1. I can't really see how it makes sense for the to shut down the conversion process. It creates an opportunity for people to create a higher tax liability aka more money for the government. They don't really shut down gravy trains, especially when 98% of the population don't know about or are effected by it.

How does it create an opportunity for a

*higher* tax liability? The whole point of the conversion process is to keep your tax brackets low (avoiding capital gains taxes, etc.), and basically avoiding income tax by withdrawing/converting less than your standard deduction each year. So for us (married filing jointly), when FIRE-time is getting close, the strategy would be to start converting something like ~12k/year (whatever's less than the standard deduction), and then have enough income from long-term capital gains/dividends to cover the rest of our annual living expenses (let's say an additional $33k, or something). Because our 'income' is only ~$12k, that $33k is not taxed -- and we pay no annual taxes, even though we have $45k of effective income.

2. Personally, I would pay down until you can get PMI removed, then do the min through the remaining life of the loan. I have a 30 yr Fixed @ 3.75% and haven't (and don't plan to) pay any extra towards it ever.

Yeah, I have thought about that as well -- psychologically, it would feel good to not have PMI (just like not having a mortgage/rent payment would feel good), but similar to the "don't pay down your mortgage if you have a low interest rate" strategy, I wasn't sure if it made sense to pay down quickly to avoid PMI... so I did some math (see below), and I

*think* I confirmed that it doesn't quite make sense.

Scenario 1:

If we save that $250/mo as cash in our checking account, we'll pay $20,240 in PMI, but will have $27.5k in cash (takes 110 months until we hit 20% equity, and stop paying PMI). If we invest that $250/mo and get 5% returns annually, that $27.5k would actually be $34,940.84 after 110 months.

Scenario 2:

If instead of saving that $250/mo, we put it towards our mortgage, so we'll pay $14,536 in PMI, and will have put $19750 towards our mortgage principal in the 79 months it will take for us to hit 20% equity of the loan amount. Ok, so we're done with PMI at month 79 -- let's quit paying extra on our mortgage, and invest that $184/mo PMI + $250 extra principal (total: $434/mo) at 5% for 31 months until month 110 (from our previous example). We'd have $14,389.46 at month 110. Yikes! That's a lot less...

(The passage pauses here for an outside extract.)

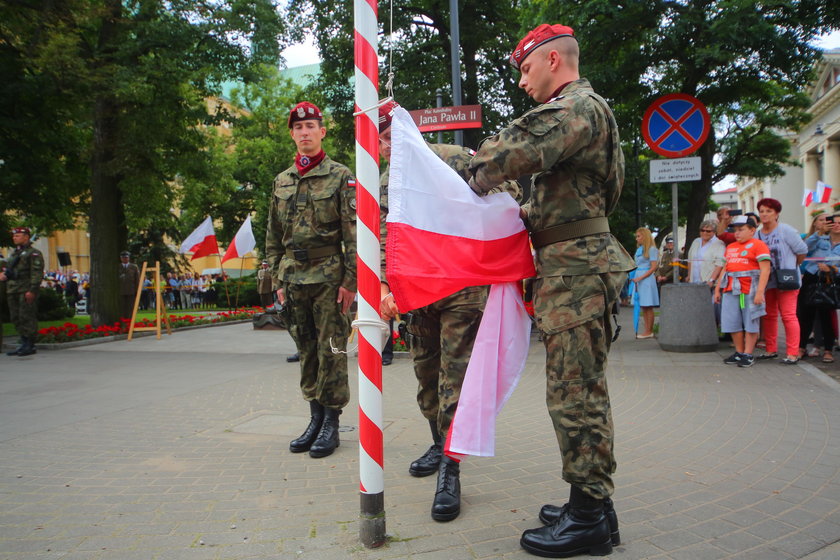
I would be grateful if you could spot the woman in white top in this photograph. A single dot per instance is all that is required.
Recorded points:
(705, 256)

Let's play this out to 30 years from now, though, just to see what happens.

Scenario 1:

$34,940.85 + $250/mo + 184/mo (what we were paying for PMI) compounded at 5% for 250 more months =

**$289,981.63** in the bank, and a paid-off house.

Scenario 2:

$14,389.46 + $434/mo compounds at 5% for another 220 months, until the loan is paid off (110 + 220 = 330, or 30 months early, thanks to the $19570 in extra principal we put down) = $192,410.33, and a paid-off house.

Mortgage is paid off, so $192,410.33 + $1649.41/mo (monthly principal + interest payment) + $434/mo compounds at 5% for another 30 months (up until year 30) =

**$284,675.80** in the bank, and a paid-off house.

So if I did all my math correctly (I'm not a mathematician...), it looks like Scenario 2 does catch up a bit by year 30 -- but it's still a few thousand dollars behind, and will therefore never totally catch up to Scenario 1, much less surpass it. Adding more than $250/mo (e.g. $500/mo) to the Scenario 2 principal and the Scenario 1 savings only exacerbates the difference, as does a better interest rate on investments (e.g. 6%).